20Notre acception de l’ontologie se situe dans la continuité de ce programme rapidement esquissé, qui répond à sa manière à l’invitation de Tim Ingold à pratiquer une anthropologie « attentive aux êtres en formation et aux mondes en émergence ; éclairant les processus plutôt que les structures » (Ingold, dans Descola et Ingold, 2014, p. 46-48 [12]). Nous entendons en effet par ontologie une conception performative du réel : un discours sur ce qui est et devrait être, qui engage celui qui le porte dans sa réalisation pratique [13]. Autrement dit, elle est un discours sur la réalité qui fait advenir de nouvelles réalités, parce qu’elle est aussi un discours sur le possible (Mol, 1999), voire un combat pour le possible (Stengers, 2002 ; Escobar, 2010). Notre approche ontologique ne cherche donc pas à théoriser la manière dont des individus ou groupes conçoivent de manière générale leur rapport aux autres existants, mais à caractériser des ontologies de plantes (fig. 2), c’est-à-dire à étudier sans les dissocier les manières dont des individus ou groupes d’individus perçoivent, théorisent, parlent de et expérimentent les plantes sur le terrain.

Figure 2
Figure 2
Représentation visuelle de la différence fondamentale que nous faisons entre « l’ontologie » comme vision structurelle du monde (à gauche) et « l’ontologie de » que nous mobilisons, comme discours performatif sur l’essence d’un objet [14] particulier, situé dans le temps et dans l’espace (à droite).

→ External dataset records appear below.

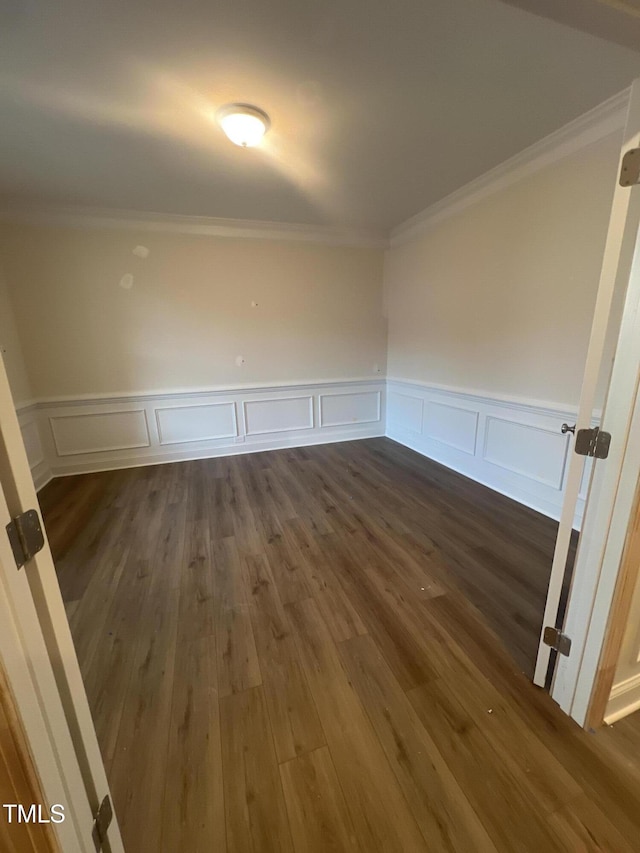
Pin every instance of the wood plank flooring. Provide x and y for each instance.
(322, 649)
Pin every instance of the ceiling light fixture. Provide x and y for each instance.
(244, 124)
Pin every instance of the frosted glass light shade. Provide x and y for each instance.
(243, 124)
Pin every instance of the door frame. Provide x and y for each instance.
(614, 481)
(41, 662)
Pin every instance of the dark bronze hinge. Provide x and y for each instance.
(557, 640)
(25, 536)
(593, 442)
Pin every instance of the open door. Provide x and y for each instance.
(577, 634)
(38, 655)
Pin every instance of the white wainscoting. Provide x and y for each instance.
(514, 447)
(80, 435)
(28, 418)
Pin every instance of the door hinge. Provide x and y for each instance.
(102, 822)
(26, 536)
(593, 442)
(630, 171)
(557, 640)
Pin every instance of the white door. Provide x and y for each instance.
(620, 271)
(41, 663)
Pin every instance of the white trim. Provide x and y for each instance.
(528, 404)
(180, 406)
(324, 423)
(105, 449)
(605, 119)
(186, 444)
(203, 391)
(133, 220)
(283, 428)
(276, 443)
(521, 481)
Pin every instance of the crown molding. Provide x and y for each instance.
(90, 217)
(605, 119)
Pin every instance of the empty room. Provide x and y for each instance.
(320, 426)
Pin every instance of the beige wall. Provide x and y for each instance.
(11, 348)
(499, 297)
(188, 315)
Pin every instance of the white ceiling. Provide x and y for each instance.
(379, 108)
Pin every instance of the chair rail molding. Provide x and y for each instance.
(74, 435)
(509, 444)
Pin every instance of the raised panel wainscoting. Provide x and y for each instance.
(72, 436)
(512, 446)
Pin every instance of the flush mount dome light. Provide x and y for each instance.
(244, 125)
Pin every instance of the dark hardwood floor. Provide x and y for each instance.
(307, 650)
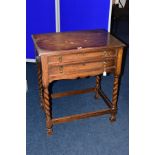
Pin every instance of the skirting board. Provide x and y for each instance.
(31, 60)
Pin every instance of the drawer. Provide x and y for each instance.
(81, 56)
(105, 65)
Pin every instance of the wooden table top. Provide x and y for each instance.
(77, 40)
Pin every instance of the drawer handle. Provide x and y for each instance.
(61, 69)
(60, 58)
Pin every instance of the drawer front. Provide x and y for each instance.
(107, 65)
(80, 57)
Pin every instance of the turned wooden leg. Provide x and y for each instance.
(98, 86)
(114, 98)
(47, 108)
(40, 85)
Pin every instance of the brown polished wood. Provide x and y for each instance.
(78, 54)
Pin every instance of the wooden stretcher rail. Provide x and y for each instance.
(105, 98)
(75, 92)
(79, 116)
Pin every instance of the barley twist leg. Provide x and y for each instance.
(98, 86)
(40, 85)
(47, 111)
(114, 98)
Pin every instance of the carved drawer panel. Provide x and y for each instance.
(81, 56)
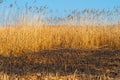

21Dans cette perspective, nous cherchons à mettre en évidence les processus interactifs et réciproques par lesquels humains et plantes contribuent à se construire les uns-les autres, dans l’objectif d’éclairer les frictions – voire les conflits – qui peuvent découler du fait de ne pas prendre au sérieux ces processus et les discours qui les portent ou les rendent visibles.

Les apports méthodologiques de l’anthropologie symétrique et de l’ethnobotanique

22Le courant pragmatiste dans lequel nous situons approche ontologique des plantes, issu principalement des STS, est aussi à l’origine du programme méthodologique de l’actor network theory (ANT) ou anthropologie « symétrique » dont notre approche s’inspire (voir par ex : Law, 1987 ; Callon et Latour, 1991 ; Latour, 1991).

23L’ANT prône la description fine et agnostique des associations et dissociations qui permettent de constituer des « assemblages » ou « collectifs » hybrides d’humains et non-humains, aboutissant à la formation de nouveaux « existants » parmi lesquels on peut, selon nous, classer les plantes. Dans son article fondateur, Callon (1986) désigne sous le terme de « traduction » ces processus d’associations-dissociations. Il décrit ainsi la traduction comme une mise en relation « transformatrice », dans la mesure où elle transforme la configuration du réseau des existants impliqués, qui peut être plus ou moins grand et que l’on ne peut connaître avant d’avoir ethnographié finement les pratiques et processus en jeu. Etroitement liée au projet consistant à décrire des « ontologies pratiques » ou « empiriques » évoqués plus haut, l’ANT offre donc une méthode pertinente pour décrire les processus (alliant stratégies et performances pratiques) par lesquels on passe d’une ontologie de plante à une nouvelle plante.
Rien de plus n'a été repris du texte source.